Иво вошел в кухню с совершенно разбитым видом. Щеки у него покраснели от холода, на кончике носа висела капля, которую он смахнул рукавом, как делают дети.

— Ее нигде нет, — задыхаясь, проговорил он.

— Может, позвонить в полицию?

Я налила три бокала шардонне и протянула один из них ему. Он заглянул в комнату и увидел, что там сидит Бабетт.
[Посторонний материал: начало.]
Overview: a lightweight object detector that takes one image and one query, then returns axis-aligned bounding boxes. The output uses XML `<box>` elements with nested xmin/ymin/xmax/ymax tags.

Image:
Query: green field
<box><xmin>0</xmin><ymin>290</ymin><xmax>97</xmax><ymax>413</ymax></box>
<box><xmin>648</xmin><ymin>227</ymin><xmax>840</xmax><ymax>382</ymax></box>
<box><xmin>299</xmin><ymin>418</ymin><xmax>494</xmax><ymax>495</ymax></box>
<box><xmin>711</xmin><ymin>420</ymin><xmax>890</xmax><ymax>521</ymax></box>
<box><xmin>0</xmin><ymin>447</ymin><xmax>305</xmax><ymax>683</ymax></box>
— Думаю, не надо. Да, она скоро заявится, пьяная в доску. Привет, Бабетт, а что ты не спишь?

— Да не могу я спать.

В этот момент зазвонил телефон. Иво побежал взять трубку. Я взглянула на часы в кухне. Было половина второго.

— Ханнеке?

— Где ты, черт возьми?

— Как ты там оказалась?

— Забрать тебя оттуда?

— Нет, я хочу, чтобы ты приехала домой…

— Боже мой, ну перестань ломаться!

— Нет-нет, я не могу. Дети спят.

— У тебя есть деньги?

— Хорошо, если тебе нужно…

— Ты тоже иди спать, хорошо? Пожалуйста, возьми в этой гостинице номер.

— Ты тоже. Подожди…

— В Амстердаме. Эта курица в Амстердаме, — пробормотал он. — Завтра позвонит. Говорит, что хочет побыть одна…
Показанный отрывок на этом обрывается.